Молчание Блока уязвило самолюбивого автора, и он отомстил ему злым отзывом на вышедший в феврале 1908 года его сборник «Лирических драм». В «Воспоминаниях о Блоке» Белый пытается оправдаться в своей оскорбительно-издевательской рецензии на книгу недавнего друга. «Сколько раз потом, — пишет он, — я готов был рвать волосы за то, что она таки была напечатана!» Но он не виноват: в то время он пребывал в состоянии истерического медиумизма: возвращаясь с заседаний и собраний, ложился в прострации на диван в своем кабинете: видел в зеленоватом зеркале свой «худеющий лик» и предавался тоске. За стеной мать играла «Реквием» Моцарта, и под эти похоронные звуки казалось ему, что его опускают в могилу; тоска наклонялась над ним черным двойником. Эллис, любивший из всего творить кошмарные мифы, уверил Белого, что у него есть двойник — черный профиль: это тень его от него убежала и действует где-то помимо его воли.
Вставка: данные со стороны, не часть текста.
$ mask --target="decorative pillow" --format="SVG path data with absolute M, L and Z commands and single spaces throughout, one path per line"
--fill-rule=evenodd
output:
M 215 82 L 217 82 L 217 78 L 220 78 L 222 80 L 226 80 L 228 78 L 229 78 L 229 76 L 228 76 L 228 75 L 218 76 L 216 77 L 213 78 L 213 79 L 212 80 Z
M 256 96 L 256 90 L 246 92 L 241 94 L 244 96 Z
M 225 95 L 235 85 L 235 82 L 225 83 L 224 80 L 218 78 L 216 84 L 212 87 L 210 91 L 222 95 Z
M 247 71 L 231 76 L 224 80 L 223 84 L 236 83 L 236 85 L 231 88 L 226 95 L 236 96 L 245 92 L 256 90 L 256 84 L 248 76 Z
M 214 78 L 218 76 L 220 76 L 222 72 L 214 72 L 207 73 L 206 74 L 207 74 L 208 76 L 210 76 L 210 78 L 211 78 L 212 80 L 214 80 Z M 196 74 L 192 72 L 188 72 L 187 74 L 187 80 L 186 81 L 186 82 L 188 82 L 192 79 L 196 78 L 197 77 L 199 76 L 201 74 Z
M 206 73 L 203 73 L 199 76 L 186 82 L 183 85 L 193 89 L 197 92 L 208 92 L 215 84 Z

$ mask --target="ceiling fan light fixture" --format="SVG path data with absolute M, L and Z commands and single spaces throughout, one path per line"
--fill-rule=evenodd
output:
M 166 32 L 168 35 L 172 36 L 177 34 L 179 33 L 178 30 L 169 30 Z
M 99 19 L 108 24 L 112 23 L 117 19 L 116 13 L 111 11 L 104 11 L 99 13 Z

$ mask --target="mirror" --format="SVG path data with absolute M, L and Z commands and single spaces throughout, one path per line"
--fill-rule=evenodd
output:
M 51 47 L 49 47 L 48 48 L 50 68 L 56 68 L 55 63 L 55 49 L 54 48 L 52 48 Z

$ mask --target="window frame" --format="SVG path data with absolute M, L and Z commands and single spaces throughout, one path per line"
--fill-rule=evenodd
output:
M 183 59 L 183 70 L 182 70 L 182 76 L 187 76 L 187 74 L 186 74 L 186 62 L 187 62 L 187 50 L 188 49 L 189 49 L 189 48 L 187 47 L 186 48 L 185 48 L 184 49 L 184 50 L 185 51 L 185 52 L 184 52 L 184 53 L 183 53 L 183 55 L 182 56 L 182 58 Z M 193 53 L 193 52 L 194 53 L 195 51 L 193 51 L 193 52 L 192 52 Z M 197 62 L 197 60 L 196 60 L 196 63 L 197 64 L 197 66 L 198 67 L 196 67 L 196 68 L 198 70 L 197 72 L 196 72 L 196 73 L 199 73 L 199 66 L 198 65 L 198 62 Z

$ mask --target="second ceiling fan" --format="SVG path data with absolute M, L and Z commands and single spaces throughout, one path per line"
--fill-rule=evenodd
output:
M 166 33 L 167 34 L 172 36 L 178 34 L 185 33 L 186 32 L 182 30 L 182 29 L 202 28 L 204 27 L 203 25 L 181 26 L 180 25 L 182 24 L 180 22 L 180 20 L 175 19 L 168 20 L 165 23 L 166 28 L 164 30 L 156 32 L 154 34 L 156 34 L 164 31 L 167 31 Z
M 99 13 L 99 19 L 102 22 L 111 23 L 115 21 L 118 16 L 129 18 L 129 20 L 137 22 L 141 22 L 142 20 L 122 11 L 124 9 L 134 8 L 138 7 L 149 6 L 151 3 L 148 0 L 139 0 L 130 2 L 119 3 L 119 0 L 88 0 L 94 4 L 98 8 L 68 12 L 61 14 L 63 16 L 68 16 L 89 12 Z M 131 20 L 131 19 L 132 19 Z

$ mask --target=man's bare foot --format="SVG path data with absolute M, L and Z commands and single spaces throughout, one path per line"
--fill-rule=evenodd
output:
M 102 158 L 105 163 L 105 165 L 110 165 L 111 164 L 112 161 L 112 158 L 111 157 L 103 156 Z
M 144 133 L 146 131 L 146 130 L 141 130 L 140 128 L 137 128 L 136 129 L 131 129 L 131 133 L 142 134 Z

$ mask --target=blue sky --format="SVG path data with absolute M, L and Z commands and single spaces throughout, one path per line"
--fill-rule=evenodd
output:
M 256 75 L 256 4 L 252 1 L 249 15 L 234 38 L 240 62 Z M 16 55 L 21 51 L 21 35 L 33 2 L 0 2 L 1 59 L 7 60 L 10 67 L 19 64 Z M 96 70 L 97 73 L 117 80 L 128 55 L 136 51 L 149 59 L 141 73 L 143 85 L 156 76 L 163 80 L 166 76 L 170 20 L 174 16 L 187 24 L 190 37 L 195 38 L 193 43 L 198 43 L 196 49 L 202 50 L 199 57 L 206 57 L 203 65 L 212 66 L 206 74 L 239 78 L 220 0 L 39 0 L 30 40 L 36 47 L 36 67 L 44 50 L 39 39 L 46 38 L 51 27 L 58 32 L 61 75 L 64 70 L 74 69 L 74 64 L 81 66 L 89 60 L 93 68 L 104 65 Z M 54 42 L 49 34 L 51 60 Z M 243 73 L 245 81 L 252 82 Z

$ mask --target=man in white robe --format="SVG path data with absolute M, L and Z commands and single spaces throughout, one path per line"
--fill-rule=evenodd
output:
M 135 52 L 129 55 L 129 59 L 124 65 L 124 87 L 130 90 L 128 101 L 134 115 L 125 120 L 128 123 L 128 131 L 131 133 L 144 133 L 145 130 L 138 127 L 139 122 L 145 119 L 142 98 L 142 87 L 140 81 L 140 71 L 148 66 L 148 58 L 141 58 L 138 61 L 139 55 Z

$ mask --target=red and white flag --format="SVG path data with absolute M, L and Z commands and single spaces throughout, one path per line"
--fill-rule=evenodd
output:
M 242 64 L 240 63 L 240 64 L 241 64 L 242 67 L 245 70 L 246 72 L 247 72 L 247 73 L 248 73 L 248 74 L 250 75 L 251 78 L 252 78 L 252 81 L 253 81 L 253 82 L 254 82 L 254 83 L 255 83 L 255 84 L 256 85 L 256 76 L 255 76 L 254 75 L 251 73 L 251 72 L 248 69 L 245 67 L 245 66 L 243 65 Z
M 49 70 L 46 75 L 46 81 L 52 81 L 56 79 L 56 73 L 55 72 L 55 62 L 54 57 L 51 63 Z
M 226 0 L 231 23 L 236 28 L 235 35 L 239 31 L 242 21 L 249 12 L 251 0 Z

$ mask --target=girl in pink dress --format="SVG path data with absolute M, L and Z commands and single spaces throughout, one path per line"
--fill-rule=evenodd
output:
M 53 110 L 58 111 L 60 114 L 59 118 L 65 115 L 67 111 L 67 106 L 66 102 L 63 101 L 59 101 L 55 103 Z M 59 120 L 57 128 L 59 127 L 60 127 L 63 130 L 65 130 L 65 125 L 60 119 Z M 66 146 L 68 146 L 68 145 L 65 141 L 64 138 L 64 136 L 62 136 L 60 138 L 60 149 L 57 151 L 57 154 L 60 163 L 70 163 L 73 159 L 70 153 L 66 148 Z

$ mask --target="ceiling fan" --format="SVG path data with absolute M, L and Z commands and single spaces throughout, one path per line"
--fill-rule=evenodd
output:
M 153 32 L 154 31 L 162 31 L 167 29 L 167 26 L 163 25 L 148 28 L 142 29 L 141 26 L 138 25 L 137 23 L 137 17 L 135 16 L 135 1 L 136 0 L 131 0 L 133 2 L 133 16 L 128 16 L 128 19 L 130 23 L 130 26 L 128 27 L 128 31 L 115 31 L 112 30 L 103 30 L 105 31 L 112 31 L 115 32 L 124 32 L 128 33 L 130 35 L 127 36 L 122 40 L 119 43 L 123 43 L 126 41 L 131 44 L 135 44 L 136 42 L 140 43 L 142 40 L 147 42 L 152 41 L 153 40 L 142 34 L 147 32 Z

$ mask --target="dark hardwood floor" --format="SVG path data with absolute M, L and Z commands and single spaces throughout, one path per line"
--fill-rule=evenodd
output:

Раздвоение сознания выражалось в том, что вторая половина его «я» страдала припадками «боли и полемической злости». В одном из таких припадков он и написал свою рецензию на драмы Блока.
Называется она «Обломки миров» и начинается характеристикой поэта: «Блок — талантливый изобразитель пустоты. Красота его песни — красота погибающей души, красота „оторопи“». Развитие поэзии Блока изображается следующей поэтической метафорой: «Как атласные розы распускались стихи Блока; из-под них сквозило „видение, непостижное злу“ для немногих его почитателей. Но когда отлетел покров его музы (раскрылися розы) — в каждой розе сидела гусеница— правда, красивая гусеница, но все же гусеница; из гусеницы вылупились всякие попики и чертенята, питавшиеся лепестками небесных (для нас) зорь поэта; с той минуты окреп стих поэта: но зато мистик он оказался мнимый. Но самой ядовитой гусеницей оказалась Прекрасная Дама (впоследствии разложившаяся в проститутку и в мнимую величину, нечто вроде — 1), призыв к жизни оказался призывом к смерти. „Драмы“ Блока — обломки рухнувших миров. В них гибель— ни за что, ни про что; так — гибель для гибели. Лирика разорвалась: и только; и все просыпалось в пустоту. Мы читаем и любуемся, а ведь тут погибла душа не во имя, а так себе: „ужас, ужас, ужас!“ Искренностью провала, краха, банкротства покупается сила впечатления и смысл этой „бессмысленности“. Но… какою ценой?»